What Is a Nervous Breakdown?

Although the term “nervous breakdown” is not a clinically recognized condition or diagnosis, it has become a colloquial phrase used to describe a situation of overwhelming stress that causes you to experience a wide range of mental health symptoms. A nervous breakdown, also known as a mental breakdown, refers to an acute attack of anxiety and stress that renders an individual temporarily unable to perform their day-to-day activities. People with a history of anxiety disorders and those that experience sudden negative life events without adequate coping mechanisms are at a high risk of developing the condition. 

Symptoms of a Nervous Breakdown

The signs and symptoms of a mental breakdown vary from person to person, based on the underlying cause. Nevertheless, they generally consist of psychological, behavioral, and physical symptoms, including: 

  • Extreme mood swings 
  • Emotional outbursts 
  • Difficulty concentrating 
  • Extreme fatigue
  • Low self-esteem 
  • Feeling anxious, depressed, or irritable
  • Paranoia 
  • Panic attack
  • Hallucinations
  • Suicidal thoughts and behaviors 
  • Thoughts of self-harm
  • Gastrointestinal issues 
  • Insomnia or poor sleep
  • Loss of appetite
  • Rapid heart rate or difficulty breathing
  • Unexplained body aches and pains
  • Withdrawing from family and friends
  • Avoiding social situations
  • Neglecting personal hygiene
  • Frequently missing appointments and calling in sick for work.
  • Abusing alcohol and drugs to cope

If you’re experiencing a nervous breakdown, believe you may harm yourself, or are contemplating suicide, contact the National Suicide Prevention Lifeline or connect to the Lifeline by dialing 988. The new three-digit dialing code, 988, will direct calls to the National Suicide Prevention Lifeline. Beginning July 16, 2022, this dialing code will be available to everyone in the United States. Even after 988 is deployed nationally, the present Lifeline phone number (1-800-273-8255) will remain available to those in mental distress or suicidal crisis.

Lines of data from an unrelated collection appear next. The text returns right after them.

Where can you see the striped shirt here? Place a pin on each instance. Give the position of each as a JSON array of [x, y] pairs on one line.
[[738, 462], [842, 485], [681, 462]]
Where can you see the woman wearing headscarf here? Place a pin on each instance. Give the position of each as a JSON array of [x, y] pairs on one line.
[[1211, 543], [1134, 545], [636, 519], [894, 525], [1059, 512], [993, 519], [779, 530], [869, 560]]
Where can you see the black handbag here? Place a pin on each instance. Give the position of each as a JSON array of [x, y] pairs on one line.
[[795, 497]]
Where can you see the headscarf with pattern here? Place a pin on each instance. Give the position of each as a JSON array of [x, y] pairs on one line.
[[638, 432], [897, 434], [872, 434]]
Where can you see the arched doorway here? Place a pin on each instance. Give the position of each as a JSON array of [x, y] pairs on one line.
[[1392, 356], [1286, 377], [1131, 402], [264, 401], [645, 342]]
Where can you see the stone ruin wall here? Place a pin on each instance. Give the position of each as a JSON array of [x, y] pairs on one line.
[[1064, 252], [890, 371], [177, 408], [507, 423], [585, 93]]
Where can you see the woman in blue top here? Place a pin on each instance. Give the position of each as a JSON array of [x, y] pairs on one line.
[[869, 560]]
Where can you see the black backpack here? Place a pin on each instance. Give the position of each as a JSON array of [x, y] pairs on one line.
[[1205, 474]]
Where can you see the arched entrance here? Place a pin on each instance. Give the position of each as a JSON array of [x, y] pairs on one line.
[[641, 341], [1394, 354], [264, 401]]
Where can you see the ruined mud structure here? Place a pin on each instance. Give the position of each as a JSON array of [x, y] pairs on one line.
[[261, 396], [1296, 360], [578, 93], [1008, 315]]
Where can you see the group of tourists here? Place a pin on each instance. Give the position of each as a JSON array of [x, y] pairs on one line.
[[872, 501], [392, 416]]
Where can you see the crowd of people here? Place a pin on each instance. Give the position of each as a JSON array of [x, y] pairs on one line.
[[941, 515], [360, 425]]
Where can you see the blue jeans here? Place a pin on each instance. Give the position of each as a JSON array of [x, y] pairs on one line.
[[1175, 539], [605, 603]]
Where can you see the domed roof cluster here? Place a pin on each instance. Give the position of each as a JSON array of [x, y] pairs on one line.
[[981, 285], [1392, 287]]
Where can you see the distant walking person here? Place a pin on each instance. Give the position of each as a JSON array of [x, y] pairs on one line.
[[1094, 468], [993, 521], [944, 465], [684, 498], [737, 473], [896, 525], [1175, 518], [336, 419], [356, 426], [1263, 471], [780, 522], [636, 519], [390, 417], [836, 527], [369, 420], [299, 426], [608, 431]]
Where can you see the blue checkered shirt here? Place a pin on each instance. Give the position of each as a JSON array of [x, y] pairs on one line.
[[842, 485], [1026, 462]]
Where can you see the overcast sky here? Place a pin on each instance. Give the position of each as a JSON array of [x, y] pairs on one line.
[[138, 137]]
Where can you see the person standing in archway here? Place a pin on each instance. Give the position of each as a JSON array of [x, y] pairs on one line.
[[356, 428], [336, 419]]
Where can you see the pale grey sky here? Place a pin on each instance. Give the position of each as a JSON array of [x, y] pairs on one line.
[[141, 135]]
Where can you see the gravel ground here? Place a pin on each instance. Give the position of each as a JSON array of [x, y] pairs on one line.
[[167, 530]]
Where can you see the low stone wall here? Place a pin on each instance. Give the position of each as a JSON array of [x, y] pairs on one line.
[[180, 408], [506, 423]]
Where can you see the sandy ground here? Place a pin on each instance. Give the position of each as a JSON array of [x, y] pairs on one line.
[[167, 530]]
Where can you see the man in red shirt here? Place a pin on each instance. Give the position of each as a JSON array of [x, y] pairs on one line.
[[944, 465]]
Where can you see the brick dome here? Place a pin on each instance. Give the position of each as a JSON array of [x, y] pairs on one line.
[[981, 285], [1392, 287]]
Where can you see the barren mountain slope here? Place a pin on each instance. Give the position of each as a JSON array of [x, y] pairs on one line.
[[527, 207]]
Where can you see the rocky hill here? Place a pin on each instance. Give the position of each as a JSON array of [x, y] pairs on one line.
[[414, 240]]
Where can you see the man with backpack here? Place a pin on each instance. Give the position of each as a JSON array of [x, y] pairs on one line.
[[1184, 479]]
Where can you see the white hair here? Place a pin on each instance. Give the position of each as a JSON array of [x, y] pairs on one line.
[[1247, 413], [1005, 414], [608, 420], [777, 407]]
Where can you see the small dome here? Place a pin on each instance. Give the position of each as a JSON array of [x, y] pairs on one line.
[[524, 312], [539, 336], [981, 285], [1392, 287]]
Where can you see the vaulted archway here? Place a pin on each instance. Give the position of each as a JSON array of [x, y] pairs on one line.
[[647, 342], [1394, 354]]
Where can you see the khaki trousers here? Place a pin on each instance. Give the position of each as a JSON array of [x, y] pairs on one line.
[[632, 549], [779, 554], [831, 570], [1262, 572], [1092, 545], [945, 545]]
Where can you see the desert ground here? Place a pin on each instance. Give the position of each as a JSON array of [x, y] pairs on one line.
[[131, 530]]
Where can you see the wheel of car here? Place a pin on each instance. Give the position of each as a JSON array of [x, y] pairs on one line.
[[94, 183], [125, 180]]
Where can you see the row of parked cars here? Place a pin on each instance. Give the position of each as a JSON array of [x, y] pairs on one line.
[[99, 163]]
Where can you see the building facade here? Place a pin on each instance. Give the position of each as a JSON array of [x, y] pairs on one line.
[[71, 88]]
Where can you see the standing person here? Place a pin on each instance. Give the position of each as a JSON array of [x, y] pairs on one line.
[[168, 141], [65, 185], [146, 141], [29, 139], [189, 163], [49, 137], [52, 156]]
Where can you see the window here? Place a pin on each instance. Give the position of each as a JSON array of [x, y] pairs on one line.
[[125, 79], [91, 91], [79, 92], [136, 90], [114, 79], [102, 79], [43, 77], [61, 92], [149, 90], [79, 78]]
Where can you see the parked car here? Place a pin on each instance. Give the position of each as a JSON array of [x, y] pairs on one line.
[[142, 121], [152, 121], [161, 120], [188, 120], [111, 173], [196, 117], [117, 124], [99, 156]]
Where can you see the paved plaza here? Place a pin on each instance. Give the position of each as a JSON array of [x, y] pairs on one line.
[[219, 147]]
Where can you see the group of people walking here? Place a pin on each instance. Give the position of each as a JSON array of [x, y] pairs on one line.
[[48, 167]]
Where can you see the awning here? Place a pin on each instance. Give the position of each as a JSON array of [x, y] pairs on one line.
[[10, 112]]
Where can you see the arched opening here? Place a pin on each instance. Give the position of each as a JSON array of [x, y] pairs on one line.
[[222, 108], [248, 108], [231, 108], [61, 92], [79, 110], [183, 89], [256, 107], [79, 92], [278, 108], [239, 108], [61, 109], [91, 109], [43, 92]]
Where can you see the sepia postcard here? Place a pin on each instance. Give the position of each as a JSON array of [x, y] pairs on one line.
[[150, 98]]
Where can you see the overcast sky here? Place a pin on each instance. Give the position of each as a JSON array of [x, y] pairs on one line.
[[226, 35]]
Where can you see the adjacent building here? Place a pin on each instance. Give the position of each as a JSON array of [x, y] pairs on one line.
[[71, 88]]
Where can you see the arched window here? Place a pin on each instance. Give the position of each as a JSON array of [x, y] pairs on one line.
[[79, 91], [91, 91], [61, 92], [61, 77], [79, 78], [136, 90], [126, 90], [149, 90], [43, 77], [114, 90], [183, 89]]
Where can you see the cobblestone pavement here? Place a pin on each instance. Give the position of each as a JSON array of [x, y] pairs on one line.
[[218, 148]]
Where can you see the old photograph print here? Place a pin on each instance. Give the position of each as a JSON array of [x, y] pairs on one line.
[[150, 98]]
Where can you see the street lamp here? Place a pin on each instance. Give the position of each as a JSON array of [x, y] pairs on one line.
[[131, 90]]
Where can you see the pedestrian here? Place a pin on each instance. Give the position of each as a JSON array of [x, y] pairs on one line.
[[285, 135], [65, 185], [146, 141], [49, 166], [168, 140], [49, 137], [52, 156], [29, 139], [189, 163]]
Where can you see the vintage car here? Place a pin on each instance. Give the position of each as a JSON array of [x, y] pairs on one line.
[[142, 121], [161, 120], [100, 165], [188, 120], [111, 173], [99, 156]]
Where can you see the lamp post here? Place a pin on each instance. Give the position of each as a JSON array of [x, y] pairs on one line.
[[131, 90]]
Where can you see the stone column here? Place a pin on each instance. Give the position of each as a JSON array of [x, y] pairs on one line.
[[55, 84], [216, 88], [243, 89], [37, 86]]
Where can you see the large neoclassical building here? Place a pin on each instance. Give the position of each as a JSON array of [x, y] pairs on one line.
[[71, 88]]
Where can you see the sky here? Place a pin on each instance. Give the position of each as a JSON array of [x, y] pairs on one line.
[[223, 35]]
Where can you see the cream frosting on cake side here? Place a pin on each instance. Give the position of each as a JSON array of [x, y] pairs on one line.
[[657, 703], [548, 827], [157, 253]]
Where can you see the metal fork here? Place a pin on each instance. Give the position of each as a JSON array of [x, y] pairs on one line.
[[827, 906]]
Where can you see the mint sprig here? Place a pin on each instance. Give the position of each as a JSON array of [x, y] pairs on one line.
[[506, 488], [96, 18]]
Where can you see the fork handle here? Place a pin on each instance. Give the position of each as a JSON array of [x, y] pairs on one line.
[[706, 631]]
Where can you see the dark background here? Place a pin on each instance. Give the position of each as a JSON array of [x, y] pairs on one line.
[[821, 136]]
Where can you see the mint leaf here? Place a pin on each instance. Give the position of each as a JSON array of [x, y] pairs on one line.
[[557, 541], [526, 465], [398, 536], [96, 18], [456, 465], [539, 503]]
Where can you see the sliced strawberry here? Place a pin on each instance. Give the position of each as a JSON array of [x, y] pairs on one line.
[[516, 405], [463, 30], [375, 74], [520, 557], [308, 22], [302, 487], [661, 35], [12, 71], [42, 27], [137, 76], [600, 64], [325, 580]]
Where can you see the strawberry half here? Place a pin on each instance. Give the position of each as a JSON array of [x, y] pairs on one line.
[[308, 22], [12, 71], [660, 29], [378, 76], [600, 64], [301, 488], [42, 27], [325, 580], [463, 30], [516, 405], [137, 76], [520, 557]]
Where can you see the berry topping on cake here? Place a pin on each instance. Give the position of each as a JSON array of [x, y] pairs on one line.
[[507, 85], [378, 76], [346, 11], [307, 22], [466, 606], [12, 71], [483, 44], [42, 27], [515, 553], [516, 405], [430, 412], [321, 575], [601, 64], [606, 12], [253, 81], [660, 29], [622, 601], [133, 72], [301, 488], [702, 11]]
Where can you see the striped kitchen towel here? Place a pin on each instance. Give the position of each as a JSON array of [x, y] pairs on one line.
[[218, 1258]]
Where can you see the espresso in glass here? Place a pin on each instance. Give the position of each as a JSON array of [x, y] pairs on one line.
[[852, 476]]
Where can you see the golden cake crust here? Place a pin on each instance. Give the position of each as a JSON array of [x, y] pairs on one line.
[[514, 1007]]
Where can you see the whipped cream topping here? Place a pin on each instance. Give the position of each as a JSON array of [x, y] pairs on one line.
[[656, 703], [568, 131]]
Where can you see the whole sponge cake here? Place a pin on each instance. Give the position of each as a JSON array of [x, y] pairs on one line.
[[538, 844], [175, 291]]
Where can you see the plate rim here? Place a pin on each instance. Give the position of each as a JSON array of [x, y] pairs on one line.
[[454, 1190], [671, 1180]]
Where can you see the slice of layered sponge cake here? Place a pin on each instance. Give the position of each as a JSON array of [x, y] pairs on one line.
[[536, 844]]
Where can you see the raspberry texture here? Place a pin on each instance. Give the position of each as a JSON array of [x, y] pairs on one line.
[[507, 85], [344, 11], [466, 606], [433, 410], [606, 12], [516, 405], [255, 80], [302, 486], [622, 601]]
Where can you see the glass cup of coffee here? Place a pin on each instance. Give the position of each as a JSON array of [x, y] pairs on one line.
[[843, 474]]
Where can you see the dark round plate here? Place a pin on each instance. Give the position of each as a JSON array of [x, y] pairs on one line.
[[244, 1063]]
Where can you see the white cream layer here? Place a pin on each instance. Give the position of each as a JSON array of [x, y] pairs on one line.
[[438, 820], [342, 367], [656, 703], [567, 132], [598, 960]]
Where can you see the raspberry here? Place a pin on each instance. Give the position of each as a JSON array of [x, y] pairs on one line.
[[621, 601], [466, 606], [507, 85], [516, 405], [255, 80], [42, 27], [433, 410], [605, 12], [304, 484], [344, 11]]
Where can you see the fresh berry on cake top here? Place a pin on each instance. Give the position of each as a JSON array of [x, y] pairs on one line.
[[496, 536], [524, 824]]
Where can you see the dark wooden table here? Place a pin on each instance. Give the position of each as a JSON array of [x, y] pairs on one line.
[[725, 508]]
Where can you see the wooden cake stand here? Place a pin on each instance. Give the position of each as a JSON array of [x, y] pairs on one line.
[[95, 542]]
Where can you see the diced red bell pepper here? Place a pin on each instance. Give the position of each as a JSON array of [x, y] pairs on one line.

In certain instances, a nervous breakdown may indicate an undiagnosed physical or mental health condition. If symptoms persist over a few weeks, you should consult a medical expert for an accurate diagnosis. 

Nervous Breakdown vs. Panic Attack - Futures Recovery Healthcare

How Long Does a Nervous Breakdown Last? 

A nervous breakdown may last for a few hours or weeks, depending on various factors, including:

  • How long the stress has been building up
  • Steps you have been taking to mitigate the stress in your life 
  • Any undiagnosed or untreated mental health conditions 
  • The state of your social support system 
  • The treatment plan

It’s crucial to consult a mental health professional to help address your mental health crisis. Appropriate, timely treatment can help minimize the severity and duration of a breakdown.

What Is a Panic Attack?

A panic attack is a brief episode of extreme anxiety that results in physical sensations of fear. The Diagnostic and Statistical Manual of Mental Disorders (DSM-5) recognizes and classifies panic attacks as unexpected or expected. Unexpected panic attacks occur without reason, and expected attacks can be triggered by:

  • Genetics
  • Chronic pain
  • Acute or chronic stress
  • Phobias
  • Negative life events
  • Flashbacks of traumatic experiences
  • Alcohol or drugs withdrawal
  • Chronic medical conditions such as  heart disease, diabetes, irritable bowel syndrome, or asthma

Although panic attacks are not life-threatening, they can be frightening and severely impact your quality of life.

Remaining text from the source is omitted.